Pulau Sikerei (Saling)
Manusia-manusia berdarah Minang itu terlihat antusias mengenalkan diri ini untuk lebih peka terhadap budaya, kebiasaan, tradisi dan jamuan selamat datang khas mereka. Entah raut wajah yang benar bahagia atau menutupi dengan sebuah kebahagiaan atas kelelahan yang tiada henti.
Tapi itu lebih dari cukup. Mencoba menelisik satu
persatu wajah-wajah baru. Melebur untuk mengetahui karakter dan menggali akan
sebuah kebiasaan yang seharusnya dilakukan oleh sang tamu. Ini terlihat
menyenangkan.
Satu hal yang terlihat indah “kami belum saling kenal, kami tidak tahu satu sama lain, kami tidak mengerti siapa dia, kamu dan mereka. Apakah dia baik? Jangan-jangan dia sebenernya seorang penipu, pencuri, pembual atau pembunuh? Semua pertanyaan itu seperti telah diikat rapat dan dijamin tidak akan keluar di pikiran. Entah perasaan apa yang diberikan hingga sebuah kepercayaan itu timbul dan menjadikan mereka layaknya saudara jauh yang bernaung dalam satu atap lalu terpisahkan.
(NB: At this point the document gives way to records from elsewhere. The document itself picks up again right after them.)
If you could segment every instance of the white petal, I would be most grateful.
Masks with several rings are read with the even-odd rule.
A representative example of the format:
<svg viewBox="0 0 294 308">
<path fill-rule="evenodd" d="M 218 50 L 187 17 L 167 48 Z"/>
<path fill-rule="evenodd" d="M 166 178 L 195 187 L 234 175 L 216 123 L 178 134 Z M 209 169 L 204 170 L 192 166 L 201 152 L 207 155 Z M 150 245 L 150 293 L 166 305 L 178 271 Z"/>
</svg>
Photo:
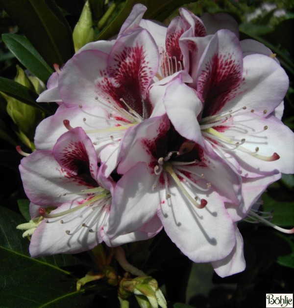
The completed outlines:
<svg viewBox="0 0 294 308">
<path fill-rule="evenodd" d="M 243 272 L 246 267 L 243 253 L 243 239 L 237 226 L 236 245 L 225 258 L 212 262 L 216 273 L 220 277 L 226 277 Z"/>
</svg>

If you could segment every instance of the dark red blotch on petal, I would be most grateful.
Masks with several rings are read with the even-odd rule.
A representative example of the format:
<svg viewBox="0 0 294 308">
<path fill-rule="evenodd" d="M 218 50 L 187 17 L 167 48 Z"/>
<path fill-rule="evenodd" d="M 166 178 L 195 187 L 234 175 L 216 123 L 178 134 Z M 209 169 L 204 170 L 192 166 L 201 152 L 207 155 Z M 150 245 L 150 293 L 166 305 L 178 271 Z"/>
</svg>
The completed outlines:
<svg viewBox="0 0 294 308">
<path fill-rule="evenodd" d="M 213 56 L 198 81 L 197 89 L 204 102 L 202 117 L 215 114 L 234 97 L 242 75 L 240 65 L 232 55 Z"/>
</svg>

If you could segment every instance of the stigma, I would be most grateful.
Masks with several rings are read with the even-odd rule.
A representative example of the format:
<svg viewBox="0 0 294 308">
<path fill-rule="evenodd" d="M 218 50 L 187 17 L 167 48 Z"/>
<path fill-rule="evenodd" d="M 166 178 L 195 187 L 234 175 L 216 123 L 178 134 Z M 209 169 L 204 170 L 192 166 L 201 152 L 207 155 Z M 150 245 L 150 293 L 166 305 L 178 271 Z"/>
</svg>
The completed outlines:
<svg viewBox="0 0 294 308">
<path fill-rule="evenodd" d="M 276 161 L 280 156 L 276 152 L 270 156 L 260 154 L 263 145 L 267 144 L 268 137 L 265 132 L 268 126 L 265 125 L 255 130 L 250 125 L 252 121 L 258 123 L 258 120 L 267 114 L 268 111 L 265 110 L 261 115 L 252 115 L 255 112 L 244 106 L 234 111 L 230 110 L 203 118 L 200 121 L 202 135 L 217 149 L 227 152 L 240 151 L 265 162 Z M 244 119 L 239 116 L 244 116 Z M 253 143 L 258 146 L 255 146 L 252 150 L 251 148 Z"/>
<path fill-rule="evenodd" d="M 192 142 L 192 141 L 191 141 Z M 187 143 L 187 147 L 185 144 Z M 193 145 L 194 148 L 195 145 Z M 207 204 L 206 199 L 200 198 L 197 195 L 193 195 L 187 190 L 188 187 L 192 188 L 193 191 L 196 190 L 201 193 L 208 192 L 211 188 L 210 183 L 206 182 L 205 187 L 202 187 L 197 184 L 197 181 L 195 180 L 195 176 L 198 177 L 201 182 L 203 182 L 204 175 L 203 174 L 198 174 L 194 171 L 188 171 L 185 168 L 191 165 L 195 165 L 196 161 L 185 162 L 176 160 L 181 155 L 186 153 L 187 151 L 192 150 L 192 144 L 187 141 L 184 142 L 180 147 L 179 151 L 171 151 L 167 153 L 165 157 L 160 157 L 157 161 L 157 164 L 154 167 L 154 173 L 155 175 L 155 181 L 152 186 L 152 190 L 156 187 L 160 179 L 161 183 L 163 182 L 165 189 L 165 195 L 167 199 L 169 199 L 172 196 L 170 191 L 171 182 L 172 181 L 176 185 L 178 189 L 183 194 L 188 201 L 188 204 L 192 204 L 198 209 L 202 209 Z M 185 149 L 184 150 L 184 149 Z"/>
</svg>

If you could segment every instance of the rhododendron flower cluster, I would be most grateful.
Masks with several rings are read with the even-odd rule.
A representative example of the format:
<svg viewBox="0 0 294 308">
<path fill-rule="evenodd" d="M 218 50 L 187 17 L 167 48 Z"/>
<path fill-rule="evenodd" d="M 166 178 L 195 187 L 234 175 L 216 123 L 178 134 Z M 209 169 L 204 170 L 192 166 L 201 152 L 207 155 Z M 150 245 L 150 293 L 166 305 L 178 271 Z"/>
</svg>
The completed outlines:
<svg viewBox="0 0 294 308">
<path fill-rule="evenodd" d="M 116 38 L 56 66 L 38 99 L 59 107 L 20 167 L 38 222 L 31 255 L 164 228 L 193 261 L 241 272 L 238 222 L 264 221 L 252 206 L 294 171 L 294 136 L 281 121 L 288 77 L 264 45 L 239 40 L 228 15 L 182 8 L 166 27 L 143 19 L 146 9 L 136 4 Z"/>
</svg>

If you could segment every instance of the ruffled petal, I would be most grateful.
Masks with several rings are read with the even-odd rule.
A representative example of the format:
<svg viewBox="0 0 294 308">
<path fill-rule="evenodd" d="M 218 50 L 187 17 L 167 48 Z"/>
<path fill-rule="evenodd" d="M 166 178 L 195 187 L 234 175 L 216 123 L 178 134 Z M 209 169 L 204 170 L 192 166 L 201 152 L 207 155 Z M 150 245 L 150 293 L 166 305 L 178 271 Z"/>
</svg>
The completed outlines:
<svg viewBox="0 0 294 308">
<path fill-rule="evenodd" d="M 218 194 L 212 192 L 206 195 L 207 205 L 199 209 L 187 202 L 177 186 L 171 187 L 170 193 L 166 201 L 162 196 L 157 215 L 181 251 L 197 262 L 228 255 L 235 244 L 234 226 Z"/>
<path fill-rule="evenodd" d="M 72 203 L 63 204 L 51 214 L 66 211 L 73 205 Z M 32 236 L 29 246 L 31 256 L 90 250 L 101 242 L 100 229 L 108 216 L 108 209 L 88 206 L 64 217 L 43 220 Z"/>
<path fill-rule="evenodd" d="M 203 145 L 197 120 L 202 105 L 196 92 L 177 79 L 167 87 L 164 103 L 176 130 L 187 139 Z"/>
<path fill-rule="evenodd" d="M 225 203 L 226 208 L 232 220 L 234 222 L 238 222 L 244 219 L 269 185 L 277 181 L 280 177 L 281 173 L 277 173 L 253 178 L 243 178 L 243 202 L 241 204 Z"/>
<path fill-rule="evenodd" d="M 242 68 L 243 54 L 238 38 L 228 30 L 218 31 L 199 62 L 197 91 L 203 102 L 202 117 L 217 113 L 236 96 Z"/>
<path fill-rule="evenodd" d="M 96 50 L 85 50 L 68 61 L 59 76 L 59 94 L 67 107 L 95 106 L 95 97 L 106 100 L 97 84 L 104 78 L 108 55 Z"/>
<path fill-rule="evenodd" d="M 162 229 L 161 221 L 157 215 L 154 216 L 143 226 L 133 232 L 122 234 L 110 240 L 104 230 L 101 232 L 103 241 L 108 246 L 118 246 L 128 243 L 147 240 L 155 236 Z"/>
<path fill-rule="evenodd" d="M 56 141 L 53 153 L 57 163 L 69 173 L 82 177 L 89 176 L 90 173 L 93 179 L 97 178 L 95 149 L 81 128 L 73 128 L 62 135 Z"/>
<path fill-rule="evenodd" d="M 204 13 L 201 17 L 207 31 L 207 34 L 214 34 L 221 29 L 227 29 L 233 32 L 239 37 L 239 27 L 238 23 L 228 14 L 217 13 L 213 15 Z"/>
<path fill-rule="evenodd" d="M 158 135 L 166 133 L 170 125 L 165 114 L 147 119 L 129 128 L 122 141 L 118 172 L 123 174 L 137 163 L 144 162 L 148 164 L 154 159 L 148 149 L 152 147 L 150 140 L 154 141 Z"/>
<path fill-rule="evenodd" d="M 154 181 L 147 165 L 139 163 L 118 182 L 106 231 L 111 239 L 142 228 L 153 218 L 159 202 L 152 190 Z"/>
<path fill-rule="evenodd" d="M 220 277 L 226 277 L 240 272 L 246 267 L 243 253 L 243 239 L 237 226 L 236 245 L 231 252 L 225 258 L 212 262 L 216 273 Z"/>
<path fill-rule="evenodd" d="M 130 15 L 122 24 L 118 36 L 128 31 L 137 28 L 147 9 L 147 8 L 143 4 L 140 3 L 135 4 Z"/>
<path fill-rule="evenodd" d="M 272 112 L 283 100 L 289 86 L 285 71 L 274 60 L 263 55 L 251 55 L 243 59 L 242 83 L 235 95 L 220 112 L 246 106 L 256 112 Z"/>
<path fill-rule="evenodd" d="M 34 152 L 22 160 L 19 168 L 24 191 L 35 204 L 58 206 L 75 198 L 82 200 L 75 194 L 93 187 L 62 168 L 50 151 Z"/>
</svg>

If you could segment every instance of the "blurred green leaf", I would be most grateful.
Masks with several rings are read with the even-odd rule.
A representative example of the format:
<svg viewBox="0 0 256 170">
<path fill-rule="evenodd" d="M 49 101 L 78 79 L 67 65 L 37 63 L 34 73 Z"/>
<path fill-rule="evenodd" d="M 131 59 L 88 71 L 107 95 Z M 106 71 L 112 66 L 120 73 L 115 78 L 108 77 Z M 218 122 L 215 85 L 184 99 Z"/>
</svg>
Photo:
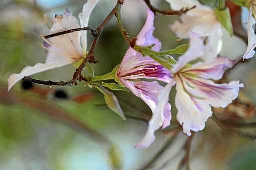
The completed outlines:
<svg viewBox="0 0 256 170">
<path fill-rule="evenodd" d="M 112 90 L 124 91 L 126 92 L 129 92 L 129 90 L 115 83 L 105 83 L 102 82 L 100 85 L 105 88 L 107 88 L 109 89 L 111 89 Z"/>
<path fill-rule="evenodd" d="M 212 8 L 213 9 L 218 8 L 221 0 L 201 0 L 202 2 L 205 5 Z"/>
<path fill-rule="evenodd" d="M 233 25 L 229 9 L 226 8 L 224 10 L 216 10 L 215 14 L 219 22 L 229 33 L 230 36 L 232 36 L 233 34 Z"/>
<path fill-rule="evenodd" d="M 248 0 L 232 0 L 233 2 L 240 6 L 245 6 Z"/>
<path fill-rule="evenodd" d="M 123 114 L 123 112 L 115 96 L 112 92 L 108 91 L 101 86 L 97 86 L 95 88 L 104 94 L 105 102 L 108 108 L 117 114 L 123 120 L 126 120 L 124 114 Z"/>
<path fill-rule="evenodd" d="M 109 159 L 111 165 L 114 170 L 121 170 L 122 161 L 121 151 L 116 147 L 112 146 L 109 149 Z"/>
<path fill-rule="evenodd" d="M 231 160 L 228 170 L 256 170 L 256 148 L 251 148 L 247 152 L 236 154 Z"/>
</svg>

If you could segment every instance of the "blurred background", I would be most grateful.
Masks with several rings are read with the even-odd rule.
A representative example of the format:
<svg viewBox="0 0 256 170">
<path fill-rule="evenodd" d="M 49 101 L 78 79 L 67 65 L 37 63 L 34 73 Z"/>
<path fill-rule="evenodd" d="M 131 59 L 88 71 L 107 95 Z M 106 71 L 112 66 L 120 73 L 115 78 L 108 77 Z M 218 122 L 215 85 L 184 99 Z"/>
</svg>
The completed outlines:
<svg viewBox="0 0 256 170">
<path fill-rule="evenodd" d="M 68 8 L 77 17 L 86 1 L 0 0 L 0 170 L 176 170 L 181 164 L 186 166 L 189 139 L 177 128 L 175 92 L 170 96 L 172 125 L 156 132 L 155 142 L 146 150 L 134 146 L 146 132 L 151 112 L 131 93 L 114 92 L 127 118 L 124 122 L 108 109 L 100 93 L 84 88 L 82 83 L 50 88 L 21 82 L 7 92 L 11 74 L 20 72 L 27 66 L 44 62 L 42 36 L 48 34 L 48 24 L 55 14 L 62 14 Z M 160 8 L 170 9 L 164 0 L 151 2 Z M 100 0 L 89 26 L 96 28 L 115 4 L 114 0 Z M 221 55 L 237 58 L 246 49 L 248 12 L 231 3 L 228 6 L 235 32 L 240 38 L 231 38 L 225 32 Z M 131 37 L 136 36 L 145 20 L 146 6 L 142 0 L 126 0 L 122 10 L 124 26 Z M 177 42 L 168 27 L 176 19 L 156 16 L 154 34 L 162 42 L 162 50 L 187 42 Z M 88 37 L 91 42 L 92 36 Z M 96 74 L 108 73 L 120 64 L 127 48 L 114 18 L 96 48 L 99 61 L 93 66 Z M 214 110 L 216 117 L 209 119 L 203 132 L 194 134 L 188 153 L 191 170 L 256 170 L 255 60 L 239 64 L 227 74 L 227 80 L 239 80 L 245 88 L 226 109 Z M 74 71 L 71 66 L 33 78 L 69 80 Z M 247 124 L 251 126 L 244 126 Z"/>
</svg>

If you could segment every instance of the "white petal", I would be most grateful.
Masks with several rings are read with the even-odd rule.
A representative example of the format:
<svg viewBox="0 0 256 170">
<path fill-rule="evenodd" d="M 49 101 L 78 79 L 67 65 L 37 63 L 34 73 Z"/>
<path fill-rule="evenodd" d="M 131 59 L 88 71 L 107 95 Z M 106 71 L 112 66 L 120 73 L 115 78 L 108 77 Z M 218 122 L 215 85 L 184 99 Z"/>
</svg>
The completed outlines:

Dekat, bercanda, tertawa, berbagi dan setujuan”
Hari pelayaran dimulai. Pelayaran? Yap berlayar menuju pulau terdepan
Indonesia di sisi barat. Mencoba mengerti dan meyakinkan diri bahwa semua hal
diputuskan secara heterogen. Bukan seperti jejak-jejak sebelumnya yang penuh
dengan ke-homogenan. Perjalanan atas
dasar banyak ketidaksamaan untuk sebuah kesamaan tujuan.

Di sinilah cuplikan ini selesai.